Copy a recent copy of the script to your current directory:
`cp /scratch/joh97948/isoetes/all_to_one/variantcall.sh .`
Modify the script to match the names of your files and directories:
```bash=
# Set variables
reference=$1
prefix=$2
read1fn="$prefix"_R1.fq
read2fn="$prefix"_R2.fq
readdir=/scratch/mslimp/Argan1/Argan/trimmed/
```
```
bash variantcall.sh argan.supercontigs.fasta ARGANseq001
```
Try it with one sample first to see if everything runs ok for one sample. If it works, go ahead and create a loop to go through all samples:
```
while read name
do
bash variantcall.sh prefix.supercontigs.fasta $name
done < /scratch/mslimp/Argan1/Argan/namelist.txt
```
## Calling variants
Use the script `GenotypesToPCA.sh` from Lindsay's workflow to call variants for all samples together.
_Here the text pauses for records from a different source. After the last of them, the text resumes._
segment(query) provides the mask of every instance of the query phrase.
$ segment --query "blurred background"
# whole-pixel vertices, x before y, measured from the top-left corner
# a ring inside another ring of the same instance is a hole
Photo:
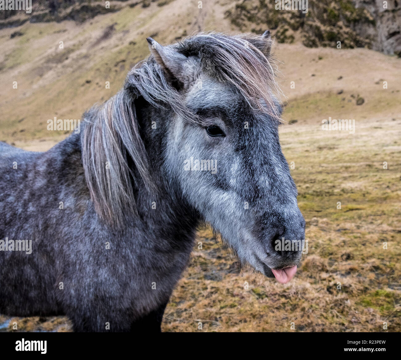
[[[240,271],[200,229],[202,249],[195,244],[162,329],[400,331],[401,2],[310,0],[305,13],[275,5],[33,0],[30,14],[0,10],[0,140],[44,151],[67,136],[47,120],[81,119],[115,94],[149,55],[148,37],[166,45],[270,29],[308,253],[282,285]],[[329,117],[354,119],[354,132],[324,131]],[[65,317],[0,315],[0,331],[71,330]]]

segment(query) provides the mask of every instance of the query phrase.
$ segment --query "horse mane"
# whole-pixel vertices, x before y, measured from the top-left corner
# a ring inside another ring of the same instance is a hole
[[[264,51],[269,52],[271,42],[262,37],[207,33],[169,46],[198,57],[202,71],[236,89],[253,110],[279,119],[272,90],[276,95],[279,92]],[[118,227],[127,215],[137,213],[133,183],[138,187],[140,181],[148,190],[156,190],[136,117],[135,101],[139,97],[155,107],[170,108],[187,121],[199,122],[152,55],[129,72],[116,95],[85,113],[81,143],[86,182],[100,218]],[[129,165],[130,157],[134,169]]]

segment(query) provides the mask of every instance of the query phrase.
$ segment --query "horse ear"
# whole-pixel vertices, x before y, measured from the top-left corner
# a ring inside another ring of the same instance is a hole
[[[266,30],[261,35],[260,39],[262,41],[260,44],[256,45],[256,47],[259,50],[263,53],[264,55],[267,57],[270,53],[271,50],[271,45],[273,41],[270,35],[270,31]]]
[[[194,79],[196,64],[192,57],[187,57],[170,47],[162,46],[151,37],[146,40],[150,52],[168,79],[172,81],[178,80],[184,85]]]

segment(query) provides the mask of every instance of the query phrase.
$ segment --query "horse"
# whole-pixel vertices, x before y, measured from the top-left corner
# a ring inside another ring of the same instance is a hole
[[[305,222],[269,33],[147,40],[79,133],[44,152],[0,143],[0,313],[160,332],[200,224],[266,277],[296,271]]]

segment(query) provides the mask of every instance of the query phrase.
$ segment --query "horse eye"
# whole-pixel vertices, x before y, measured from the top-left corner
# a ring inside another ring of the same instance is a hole
[[[212,137],[217,136],[224,137],[225,136],[224,132],[215,125],[212,125],[206,128],[206,132],[209,136]]]

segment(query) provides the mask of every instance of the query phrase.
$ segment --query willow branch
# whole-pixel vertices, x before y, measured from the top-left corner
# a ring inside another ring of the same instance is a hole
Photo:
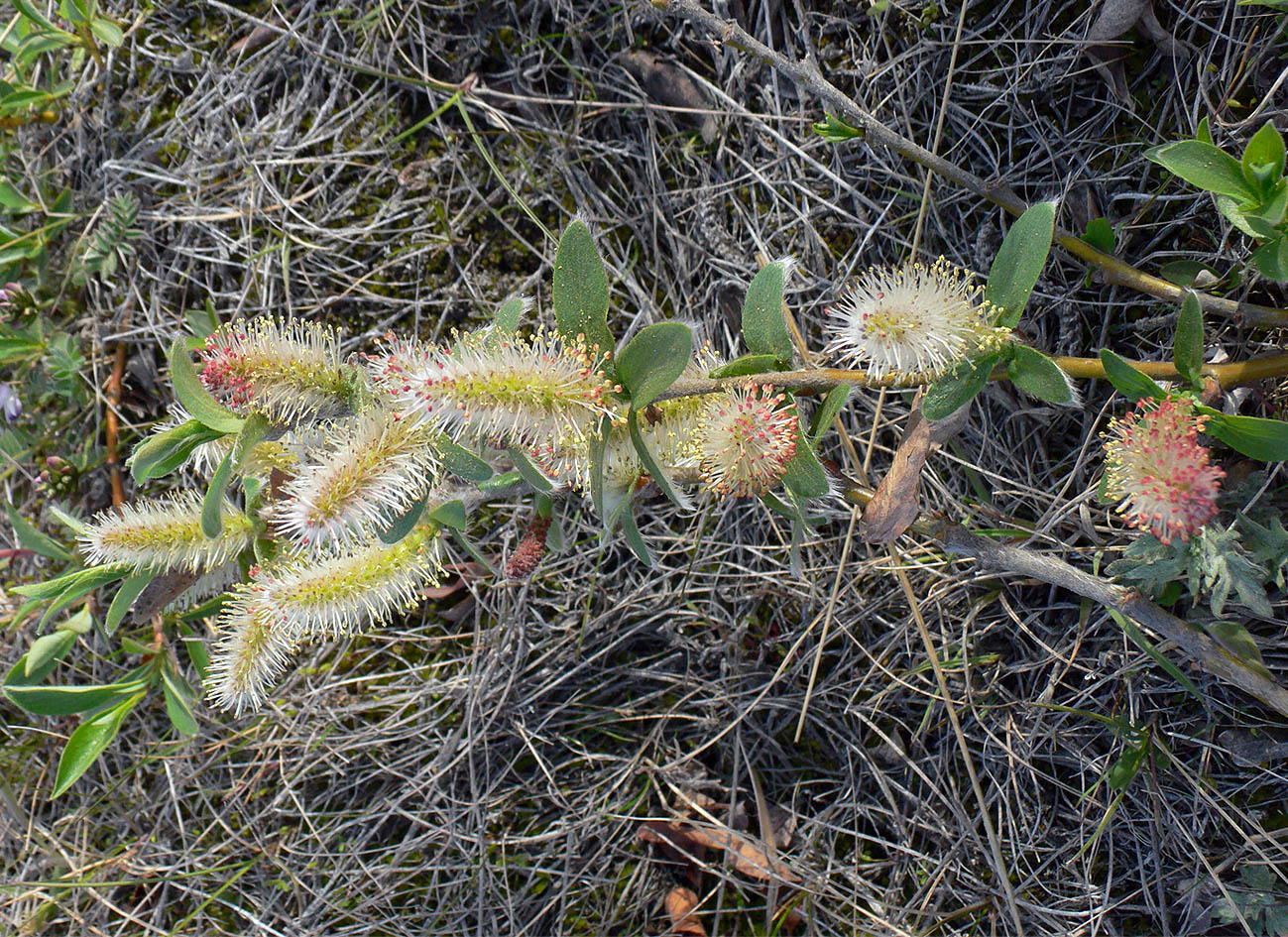
[[[1060,370],[1070,378],[1104,379],[1105,366],[1100,358],[1070,358],[1055,356],[1051,358]],[[1149,375],[1155,380],[1175,380],[1180,378],[1176,366],[1170,361],[1128,361],[1133,369]],[[1288,376],[1288,354],[1262,354],[1247,361],[1226,361],[1218,365],[1203,365],[1199,369],[1203,376],[1212,378],[1220,387],[1230,388],[1240,384],[1251,384],[1267,378]],[[1006,369],[999,367],[989,375],[989,380],[1006,380]],[[666,392],[658,394],[657,400],[675,400],[676,397],[693,397],[703,393],[717,393],[732,387],[742,387],[747,382],[757,384],[773,384],[783,391],[792,391],[799,394],[824,393],[833,387],[849,384],[851,387],[886,387],[911,388],[930,384],[930,376],[886,375],[885,378],[871,378],[866,371],[846,371],[838,367],[811,367],[800,371],[760,371],[737,378],[702,378],[675,382]]]
[[[859,485],[849,485],[842,495],[850,504],[867,505],[873,492]],[[1288,690],[1257,673],[1206,632],[1158,607],[1136,589],[1092,576],[1056,557],[981,537],[942,517],[921,517],[913,522],[912,531],[934,540],[948,553],[970,557],[985,568],[1028,576],[1099,602],[1171,641],[1213,677],[1288,715]]]
[[[810,92],[823,103],[824,107],[833,108],[837,115],[845,117],[848,122],[860,129],[864,138],[869,142],[880,143],[881,146],[895,151],[900,156],[904,156],[931,173],[935,173],[936,175],[940,175],[944,179],[974,192],[1012,215],[1018,217],[1028,208],[1028,205],[1024,204],[1024,200],[1020,198],[1019,195],[1016,195],[1015,191],[1001,179],[989,180],[975,175],[957,164],[949,162],[942,156],[935,156],[925,147],[913,143],[907,137],[903,137],[887,128],[871,113],[855,104],[854,101],[836,88],[836,85],[824,79],[823,73],[818,70],[818,66],[813,62],[799,62],[796,59],[787,58],[782,53],[774,52],[738,26],[737,22],[732,19],[721,19],[710,10],[705,9],[701,4],[696,3],[696,0],[652,0],[652,4],[658,9],[675,13],[676,15],[697,23],[708,32],[720,36],[723,43],[732,45],[748,55],[753,55],[775,71],[786,75],[800,88]],[[1090,244],[1068,231],[1056,228],[1055,241],[1078,259],[1097,267],[1104,272],[1105,278],[1110,282],[1121,284],[1139,293],[1145,293],[1150,296],[1157,296],[1158,299],[1166,299],[1170,302],[1180,302],[1184,298],[1185,290],[1176,284],[1170,284],[1166,280],[1145,273],[1144,271],[1139,271],[1112,254],[1096,250]],[[1288,325],[1288,311],[1285,309],[1255,305],[1252,303],[1236,303],[1233,299],[1212,296],[1206,293],[1199,293],[1198,296],[1199,303],[1202,303],[1204,309],[1226,318],[1233,318],[1247,325]]]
Then you filter the variants and generate a PCA from genetic distances.
```bash=
#!/bin/bash
##End of Select Varitants for GATK4
set -eo pipefail
reference=$1 #Ppyriforme-3728.supercontigs.fasta
prefix=$2 #Physcomitrium-pyriforme
#Make Samples list
ls */*-g.vcf > samples.list
# Combine and Jointly call GVCFs
gatk CombineGVCFs -R $reference --variant samples.list --output "$prefix".cohort.g.vcf
gatk GenotypeGVCFs -R $reference -V "$prefix".cohort.g.vcf -O "$prefix".cohort.unfiltered.vcf
# Keep only SNPs passing a hard filter
time gatk SelectVariants -V "$prefix".cohort.unfiltered.vcf -R $reference -select-type-to-include SNP -O "$prefix".SNPall.vcf
time gatk VariantFiltration -R $reference -V "$prefix".SNPall.vcf --filter-name "hardfilter" -O "$prefix".snp.filtered.vcf --filter-expression "QD < 5.0 && FS > 60.0 && MQ < 45.0 && MQRankSum < -12.5 && ReadPosRankSum < -8.0"
gatk SelectVariants -V "$prefix".snp.filtered.vcf -O "$prefix".snp.filtered.nocall.vcf --set-filtered-gt-to-nocall
bcftools annotate --set-id +"%CHROM:%POS" "$prefix".snp.filtered.nocall.vcf > "$prefix".snp.filtered.nodot.vcf
# Filter out SNPs that didn't pass the filter
plink --vcf-filter --vcf "$prefix".snp.filtered.nodot.vcf --allow-extra-chr --recode --make-bed --geno --const-fid --out "$prefix"
#Alternate for deleting all SNPs with missing data:
#plink --vcf-filter --vcf "$prefix".snp.filtered.nodot.vcf --allow-extra-chr --recode --make-bed --geno 0 --const-fid --out "$prefix"
plink --indep 50 5 2 --file "$prefix" --allow-extra-chr --out "$prefix"
plink --extract "$prefix".prune.in --out "$prefix"_pruned --file "$prefix" --make-bed --allow-extra-chr --recode
# Generate eigenvalues and loadings for 20 PCA axes
plink --pca 20 --file "$prefix"_pruned --allow-extra-chr --out "$prefix"
# Generate basic stats (heterozygosity, inbreeding coefficient, allele frequencies)
plink --freq --het 'small-sample' --ibc --file "$prefix"_pruned --allow-extra-chr -out "$prefix"_pruned
```
Run this from the directory that has all of the `variantcall.sh` directories:
`bash GenotypesToPCA.sh argan.supercontigs.fasta argan1`
## Admixture Analysis in LEA (in R)
The pruned dataset has 70 individuals and 11577 SNPs.
Needed to change `*` characters into missing `0`, so input to LEA is `argan1_pruned_fixed.ped`
[LEA tutorial](http://membres-timc.imag.fr/Olivier.Francois/LEA/tutorial.htm)
## Vizualizations (in R)
### Libraries / Gene Recovery Stats
Similar to what you had on your poster and what we had in the GUMO paper
### HybPiper Heatmap
`gene_recovery_heatmap_ggplot.R`
### PCA
You will need to modify the `.eigenvec` file to have a site column to more easily visualize relationships within/among sites
### LEA barchart
Like the STRUCTURE plot in the other papers but with your SNP data
### LEA piecharts on map
Make sure to include Western Sahara
### Summary stats
Using bcftools to look at the various VCF files:
`bcftools stats argan1.snp.filtered.nodot.vcf`
```
number of SNPs: 59736
```
The `argan1_pruned_fixed.geno` file generated by LEA has a format of one SNP per line (each individual is a column).
The file has 11577 lines, so that is the number of pruned SNPs (filetered to retain only SNPs with limited evidence of linkage).